A los pocos minutos llega la unidad avanzada, y aprovechamos para explicarles la complejidad de la situación antes de entrar a la vivienda. En ese momento aparecen los dos compañeros de la otra ambulancia acompañando a Alberto hacia su vehículo, los tres caminando. Martes y yo nos miramos asombrados: perfecto, una gran interpretación por parte de alguien con quien no resultan nuestros trucos para desenmascararlas. Finalmente los compañeros trasladan a Alberto al hospital y la UVI se retira del lugar como llegó.
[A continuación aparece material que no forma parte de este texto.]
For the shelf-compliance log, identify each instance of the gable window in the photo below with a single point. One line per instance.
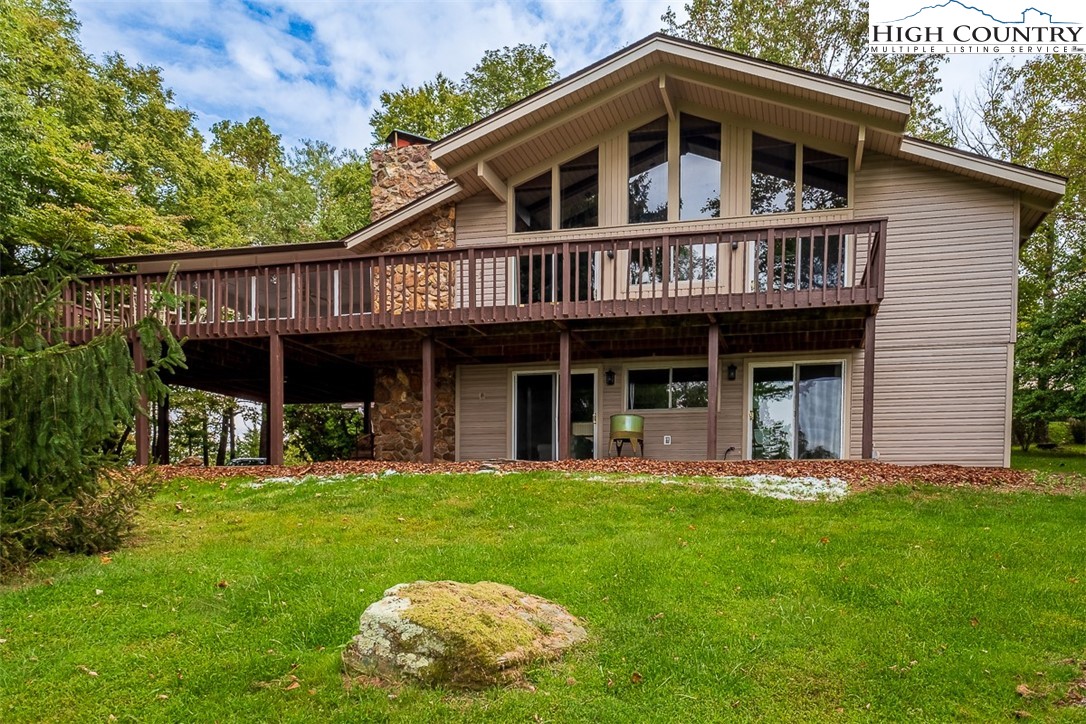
(579, 187)
(648, 172)
(825, 180)
(532, 204)
(698, 167)
(823, 177)
(576, 186)
(669, 388)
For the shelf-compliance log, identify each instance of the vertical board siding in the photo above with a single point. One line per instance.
(480, 220)
(947, 319)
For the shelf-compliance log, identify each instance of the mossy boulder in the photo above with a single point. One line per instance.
(458, 635)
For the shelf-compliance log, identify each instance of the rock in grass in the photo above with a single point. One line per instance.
(458, 635)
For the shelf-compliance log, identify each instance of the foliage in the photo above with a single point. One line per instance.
(440, 106)
(324, 432)
(60, 406)
(712, 597)
(1035, 115)
(822, 36)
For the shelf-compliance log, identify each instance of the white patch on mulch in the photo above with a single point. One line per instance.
(797, 488)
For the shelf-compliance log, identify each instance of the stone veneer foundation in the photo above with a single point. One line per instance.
(402, 175)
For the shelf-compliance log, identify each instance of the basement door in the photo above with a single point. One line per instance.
(535, 416)
(796, 411)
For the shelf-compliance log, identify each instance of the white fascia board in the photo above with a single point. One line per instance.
(1047, 185)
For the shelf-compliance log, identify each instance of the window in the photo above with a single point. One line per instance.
(648, 173)
(825, 180)
(673, 388)
(579, 186)
(698, 167)
(578, 193)
(797, 411)
(773, 183)
(772, 175)
(532, 204)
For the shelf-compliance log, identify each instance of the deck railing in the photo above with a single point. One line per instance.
(728, 270)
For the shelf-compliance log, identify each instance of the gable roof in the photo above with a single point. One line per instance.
(660, 53)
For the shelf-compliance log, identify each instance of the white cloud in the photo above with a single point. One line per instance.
(315, 70)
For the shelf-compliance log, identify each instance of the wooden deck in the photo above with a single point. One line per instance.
(742, 270)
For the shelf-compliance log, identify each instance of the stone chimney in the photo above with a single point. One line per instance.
(402, 173)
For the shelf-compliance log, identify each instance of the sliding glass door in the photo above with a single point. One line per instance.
(535, 415)
(796, 411)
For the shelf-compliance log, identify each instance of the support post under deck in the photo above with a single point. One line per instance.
(142, 422)
(710, 442)
(565, 396)
(867, 445)
(427, 398)
(275, 398)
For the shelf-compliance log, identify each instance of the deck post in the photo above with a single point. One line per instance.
(142, 421)
(869, 388)
(162, 449)
(275, 398)
(565, 396)
(428, 398)
(710, 442)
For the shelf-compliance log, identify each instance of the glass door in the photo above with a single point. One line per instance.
(535, 416)
(771, 413)
(796, 411)
(582, 440)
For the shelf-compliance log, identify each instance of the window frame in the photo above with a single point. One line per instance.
(554, 167)
(655, 365)
(799, 141)
(846, 397)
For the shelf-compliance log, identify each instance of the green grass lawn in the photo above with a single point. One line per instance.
(929, 605)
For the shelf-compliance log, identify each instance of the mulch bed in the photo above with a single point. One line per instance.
(860, 475)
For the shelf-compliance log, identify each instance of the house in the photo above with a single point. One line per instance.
(755, 258)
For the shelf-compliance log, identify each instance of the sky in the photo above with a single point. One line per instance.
(315, 68)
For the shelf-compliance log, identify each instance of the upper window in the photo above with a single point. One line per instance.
(532, 204)
(579, 186)
(698, 167)
(773, 183)
(648, 172)
(670, 388)
(576, 183)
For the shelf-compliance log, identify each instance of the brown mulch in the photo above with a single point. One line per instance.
(860, 475)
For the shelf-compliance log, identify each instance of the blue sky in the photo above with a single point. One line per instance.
(314, 68)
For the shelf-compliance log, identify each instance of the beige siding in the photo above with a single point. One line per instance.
(484, 409)
(482, 405)
(480, 220)
(947, 320)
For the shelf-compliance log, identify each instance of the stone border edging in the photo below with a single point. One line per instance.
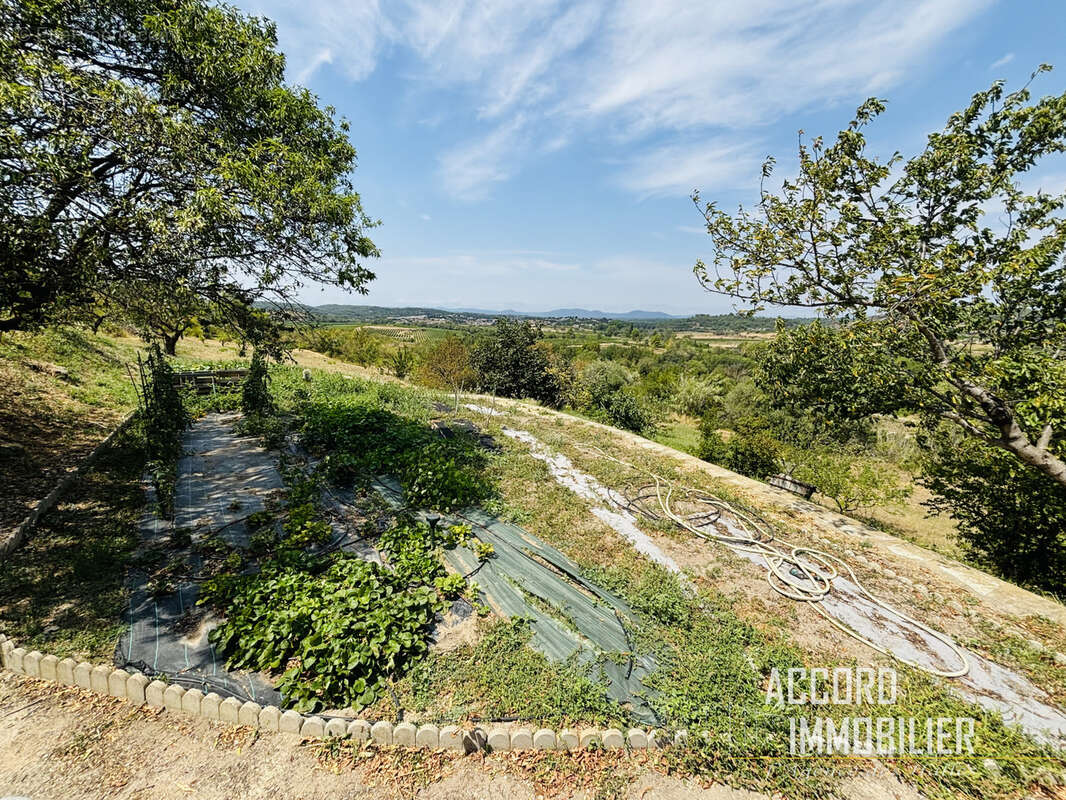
(133, 687)
(18, 536)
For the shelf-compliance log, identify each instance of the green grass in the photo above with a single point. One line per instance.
(681, 433)
(96, 365)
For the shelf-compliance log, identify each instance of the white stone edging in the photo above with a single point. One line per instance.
(139, 689)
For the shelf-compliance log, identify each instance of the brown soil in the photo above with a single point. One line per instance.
(70, 744)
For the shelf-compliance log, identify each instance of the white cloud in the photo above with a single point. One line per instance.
(538, 75)
(323, 57)
(471, 170)
(1002, 62)
(715, 164)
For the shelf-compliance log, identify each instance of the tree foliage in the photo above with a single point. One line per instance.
(447, 366)
(1011, 518)
(151, 141)
(941, 312)
(511, 361)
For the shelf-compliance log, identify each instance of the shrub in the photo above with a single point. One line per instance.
(437, 474)
(1012, 518)
(754, 454)
(338, 636)
(696, 396)
(255, 392)
(511, 361)
(625, 411)
(850, 481)
(164, 418)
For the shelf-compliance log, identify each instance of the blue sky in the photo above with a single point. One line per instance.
(535, 155)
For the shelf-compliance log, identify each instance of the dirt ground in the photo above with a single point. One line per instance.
(61, 742)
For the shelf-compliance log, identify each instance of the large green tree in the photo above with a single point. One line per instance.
(945, 276)
(155, 141)
(512, 361)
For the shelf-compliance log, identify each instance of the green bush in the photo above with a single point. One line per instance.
(1012, 518)
(848, 479)
(359, 440)
(255, 392)
(512, 361)
(337, 637)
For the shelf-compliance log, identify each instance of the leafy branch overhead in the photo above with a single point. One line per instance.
(157, 143)
(946, 275)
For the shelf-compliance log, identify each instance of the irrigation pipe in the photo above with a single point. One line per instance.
(782, 559)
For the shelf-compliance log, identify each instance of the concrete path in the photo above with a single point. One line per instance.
(222, 479)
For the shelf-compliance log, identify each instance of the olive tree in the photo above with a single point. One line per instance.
(945, 276)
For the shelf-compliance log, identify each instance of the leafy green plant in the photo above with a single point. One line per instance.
(450, 586)
(255, 392)
(336, 636)
(402, 362)
(303, 527)
(851, 482)
(164, 419)
(361, 441)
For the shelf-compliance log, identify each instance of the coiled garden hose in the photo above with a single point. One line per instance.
(784, 559)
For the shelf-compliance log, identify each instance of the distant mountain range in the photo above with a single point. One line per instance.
(577, 313)
(343, 314)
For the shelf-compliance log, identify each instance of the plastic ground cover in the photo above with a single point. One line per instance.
(569, 616)
(221, 480)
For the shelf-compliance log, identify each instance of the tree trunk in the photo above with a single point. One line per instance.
(1017, 443)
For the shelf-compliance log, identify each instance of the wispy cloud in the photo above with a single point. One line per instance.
(469, 172)
(1002, 62)
(533, 282)
(322, 57)
(719, 164)
(650, 83)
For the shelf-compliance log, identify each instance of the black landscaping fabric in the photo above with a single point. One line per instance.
(569, 616)
(224, 478)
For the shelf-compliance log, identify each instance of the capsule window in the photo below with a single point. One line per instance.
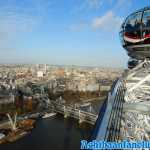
(132, 29)
(146, 27)
(133, 22)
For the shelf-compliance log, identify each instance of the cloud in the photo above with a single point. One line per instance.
(94, 3)
(108, 22)
(78, 27)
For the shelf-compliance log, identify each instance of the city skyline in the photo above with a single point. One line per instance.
(74, 32)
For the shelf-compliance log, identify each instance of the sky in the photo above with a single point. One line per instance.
(64, 32)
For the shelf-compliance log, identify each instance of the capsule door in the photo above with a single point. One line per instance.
(132, 29)
(146, 27)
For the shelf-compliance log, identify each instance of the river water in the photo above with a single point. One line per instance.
(54, 133)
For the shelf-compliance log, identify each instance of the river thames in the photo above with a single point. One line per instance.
(55, 133)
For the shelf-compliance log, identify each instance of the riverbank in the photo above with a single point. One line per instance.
(23, 127)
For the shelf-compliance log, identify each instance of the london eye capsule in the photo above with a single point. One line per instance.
(135, 34)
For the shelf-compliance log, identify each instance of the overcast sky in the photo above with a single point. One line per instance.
(65, 32)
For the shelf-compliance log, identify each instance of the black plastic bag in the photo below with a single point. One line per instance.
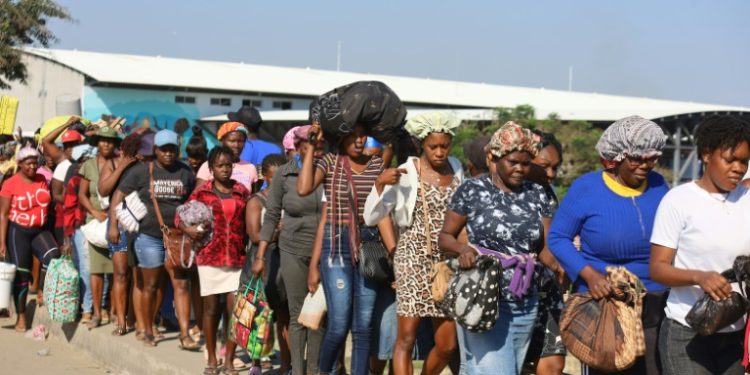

Fabuloso: empapados de sangre de un paciente nuestro que han tenido que trasladar otros compañeros, con la UVI de nuestra zona mosqueada porque les llamamos sin motivo aparente y la central pensando que somos unos cagaos. Y nos quedan todavía siete horas de noche por delante…
Ví a Alberto alguna otra vez después de su incidente, en el trabajo y de voluntario, pero en ninguna de las ocasiones intercambiamos palabra. Alberto, por si llegas alguna vez por aquí y te reconoces, no te guardo ningún rencor; imagino que sufres y sé que no me gustaría estar en tu lugar. Si volvemos a vernos en esa circunstancia, lo cual deseo fervientemente que no ocurra, estaré mejor preparado para poder ayudarte.